During a PSE intervention, a NMT will model the impaired movement of focus with the patient and will set a tempo. Using a metronome the NMT will then talk to patient through the movement that’s in time with the rhythm. The verbal cues are maintained when music following that tempo is brought in. The verbal cues are faded out to allow the music and ONLY the music to facilitate the movement. Hence, the patient entrains to the auditory rhythm of the music stimulus.  Entrainment also works to make these movements more neurologically efficient, meaning, that during entrainment it takes less effort for your brain to tell your body to move and can allow your body to produce MORE reps before becoming fatigued.

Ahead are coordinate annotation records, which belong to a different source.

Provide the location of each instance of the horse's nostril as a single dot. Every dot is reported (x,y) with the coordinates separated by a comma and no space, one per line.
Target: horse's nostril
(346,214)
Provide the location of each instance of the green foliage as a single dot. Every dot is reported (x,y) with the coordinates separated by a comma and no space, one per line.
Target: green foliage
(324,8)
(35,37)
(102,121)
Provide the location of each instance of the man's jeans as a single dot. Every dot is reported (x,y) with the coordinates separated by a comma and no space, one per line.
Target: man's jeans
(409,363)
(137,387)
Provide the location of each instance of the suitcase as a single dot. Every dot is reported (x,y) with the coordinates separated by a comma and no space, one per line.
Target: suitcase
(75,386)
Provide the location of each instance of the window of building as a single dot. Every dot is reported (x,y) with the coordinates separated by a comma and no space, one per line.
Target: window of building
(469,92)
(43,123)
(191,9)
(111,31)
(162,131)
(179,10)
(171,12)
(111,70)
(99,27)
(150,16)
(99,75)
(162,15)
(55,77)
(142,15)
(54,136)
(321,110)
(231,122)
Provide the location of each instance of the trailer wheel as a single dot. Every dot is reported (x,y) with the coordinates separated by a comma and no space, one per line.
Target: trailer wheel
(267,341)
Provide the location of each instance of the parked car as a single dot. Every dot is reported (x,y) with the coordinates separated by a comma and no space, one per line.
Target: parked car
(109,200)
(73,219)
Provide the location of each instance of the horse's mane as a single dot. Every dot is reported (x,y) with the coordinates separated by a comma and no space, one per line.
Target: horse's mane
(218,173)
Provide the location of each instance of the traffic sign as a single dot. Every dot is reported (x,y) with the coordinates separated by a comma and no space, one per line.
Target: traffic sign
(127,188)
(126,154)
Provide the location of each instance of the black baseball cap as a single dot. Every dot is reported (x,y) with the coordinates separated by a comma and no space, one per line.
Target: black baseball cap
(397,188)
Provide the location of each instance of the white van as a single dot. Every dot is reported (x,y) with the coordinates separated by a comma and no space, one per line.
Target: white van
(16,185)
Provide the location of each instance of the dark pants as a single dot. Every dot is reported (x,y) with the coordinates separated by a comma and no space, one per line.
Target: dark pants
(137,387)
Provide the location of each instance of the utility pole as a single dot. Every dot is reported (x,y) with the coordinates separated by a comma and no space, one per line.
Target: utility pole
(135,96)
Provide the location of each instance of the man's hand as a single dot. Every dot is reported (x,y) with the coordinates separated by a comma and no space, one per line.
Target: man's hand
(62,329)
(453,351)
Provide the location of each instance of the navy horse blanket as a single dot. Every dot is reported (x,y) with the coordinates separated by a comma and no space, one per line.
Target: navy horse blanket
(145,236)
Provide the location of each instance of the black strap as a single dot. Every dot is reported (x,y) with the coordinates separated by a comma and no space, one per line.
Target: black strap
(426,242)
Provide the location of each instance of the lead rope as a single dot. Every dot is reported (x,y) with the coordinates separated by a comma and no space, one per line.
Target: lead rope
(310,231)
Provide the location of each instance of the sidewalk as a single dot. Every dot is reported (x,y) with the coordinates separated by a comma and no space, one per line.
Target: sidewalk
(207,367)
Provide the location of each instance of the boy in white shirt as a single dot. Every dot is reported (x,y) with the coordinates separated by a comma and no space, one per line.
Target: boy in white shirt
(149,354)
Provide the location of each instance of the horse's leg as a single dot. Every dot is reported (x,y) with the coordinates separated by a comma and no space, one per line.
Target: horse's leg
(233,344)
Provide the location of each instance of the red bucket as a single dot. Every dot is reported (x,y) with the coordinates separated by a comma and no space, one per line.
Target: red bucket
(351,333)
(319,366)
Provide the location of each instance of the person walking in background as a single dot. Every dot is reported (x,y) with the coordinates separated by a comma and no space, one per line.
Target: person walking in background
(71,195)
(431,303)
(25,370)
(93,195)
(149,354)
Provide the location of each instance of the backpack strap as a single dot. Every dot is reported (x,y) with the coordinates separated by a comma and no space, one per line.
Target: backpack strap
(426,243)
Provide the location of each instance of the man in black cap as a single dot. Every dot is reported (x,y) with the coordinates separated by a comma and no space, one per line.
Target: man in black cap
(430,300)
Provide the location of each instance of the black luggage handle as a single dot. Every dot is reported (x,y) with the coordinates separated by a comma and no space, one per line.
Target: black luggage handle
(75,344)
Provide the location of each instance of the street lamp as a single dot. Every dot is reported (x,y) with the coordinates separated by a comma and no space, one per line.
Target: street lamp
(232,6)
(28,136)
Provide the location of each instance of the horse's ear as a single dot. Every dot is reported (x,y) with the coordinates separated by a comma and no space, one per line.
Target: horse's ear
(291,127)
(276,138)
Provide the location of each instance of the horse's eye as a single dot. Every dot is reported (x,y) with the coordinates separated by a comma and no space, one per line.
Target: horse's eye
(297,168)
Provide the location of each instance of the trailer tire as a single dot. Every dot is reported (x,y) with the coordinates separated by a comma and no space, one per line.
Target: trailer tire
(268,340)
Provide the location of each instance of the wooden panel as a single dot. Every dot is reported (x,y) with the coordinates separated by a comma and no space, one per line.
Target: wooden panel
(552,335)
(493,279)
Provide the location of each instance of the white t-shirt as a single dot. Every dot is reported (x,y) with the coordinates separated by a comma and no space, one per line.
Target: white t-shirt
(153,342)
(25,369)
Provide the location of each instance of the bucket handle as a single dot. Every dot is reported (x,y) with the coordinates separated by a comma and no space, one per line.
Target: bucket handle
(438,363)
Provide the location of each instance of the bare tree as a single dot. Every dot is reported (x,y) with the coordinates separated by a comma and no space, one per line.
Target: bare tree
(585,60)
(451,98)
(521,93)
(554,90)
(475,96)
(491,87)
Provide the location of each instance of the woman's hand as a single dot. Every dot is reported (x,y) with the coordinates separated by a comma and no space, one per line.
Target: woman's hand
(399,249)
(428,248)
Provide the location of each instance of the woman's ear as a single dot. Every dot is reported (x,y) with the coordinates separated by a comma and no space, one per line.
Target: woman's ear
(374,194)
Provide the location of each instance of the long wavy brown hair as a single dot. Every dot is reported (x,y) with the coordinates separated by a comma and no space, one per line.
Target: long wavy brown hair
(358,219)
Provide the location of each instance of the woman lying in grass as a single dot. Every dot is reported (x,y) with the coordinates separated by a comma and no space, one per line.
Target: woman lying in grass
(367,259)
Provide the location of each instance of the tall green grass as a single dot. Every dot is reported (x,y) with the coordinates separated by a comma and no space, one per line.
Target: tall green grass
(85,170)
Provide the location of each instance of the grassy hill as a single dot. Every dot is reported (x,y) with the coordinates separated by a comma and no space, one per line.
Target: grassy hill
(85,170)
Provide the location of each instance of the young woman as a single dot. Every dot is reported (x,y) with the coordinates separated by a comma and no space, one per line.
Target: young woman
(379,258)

A study for children with gross motor dysfunction by Thaut (1985) considered how rhythmic aids and verbal cues affect motor and muscular control. His results showed that the auditory rhythm and verbal cues were successful in helping muscular control and motor timing of a specific movement sequence. More importantly, the group that had verbal cueing only did not maintain motor accuracy and control of the movement sequence like the group with both verbal cues and rhythm. Another study by Thaut, Schleiffers, & Davis (1991) looked at an upper gross motor task with biceps and triceps. They found that when subjects used just an internal rhythm to hit the targets, muscles were activated one at a time. But when an external rhythm was present, muscles were activated at the same time and duration of the activation was longer.

This is the scientific beauty and effectiveness of NMT. PSE can supply this kind of rhythmic entrainment and benefit to patients of stroke, traumatic brain injury, or those with motor disorders. More importantly, it’s fun! So maybe next time you are in a quiet room and that clock keeps ticking, you won’t be so bored with thinking about all the possibilities that ticking rhythm can provide. #NeurologicMusicTherapy #MusicItsScience

By: Steph Mathioudakis, MedRhythms Blogger


Thaut, M. H. (1985). The use of auditory rhythm and rhythmic speech to aid temporal muscular control in children with gross motor dysfunction. Journal of Music Therapy, 22(3), 108-126.

Thaut, M. H. (2013). Entrainment and the motor system. Music Therapy Perspectives, 31, 31-33.

Thaut, M.H., Schleiffers, S., & Davis, W. (1991). Analysis of EMG activity in biceps and triceps muscles in an upper extremity gross motor task under the influence of auditory rhythm. Journal of Music Therapy, 28(2), 64-88.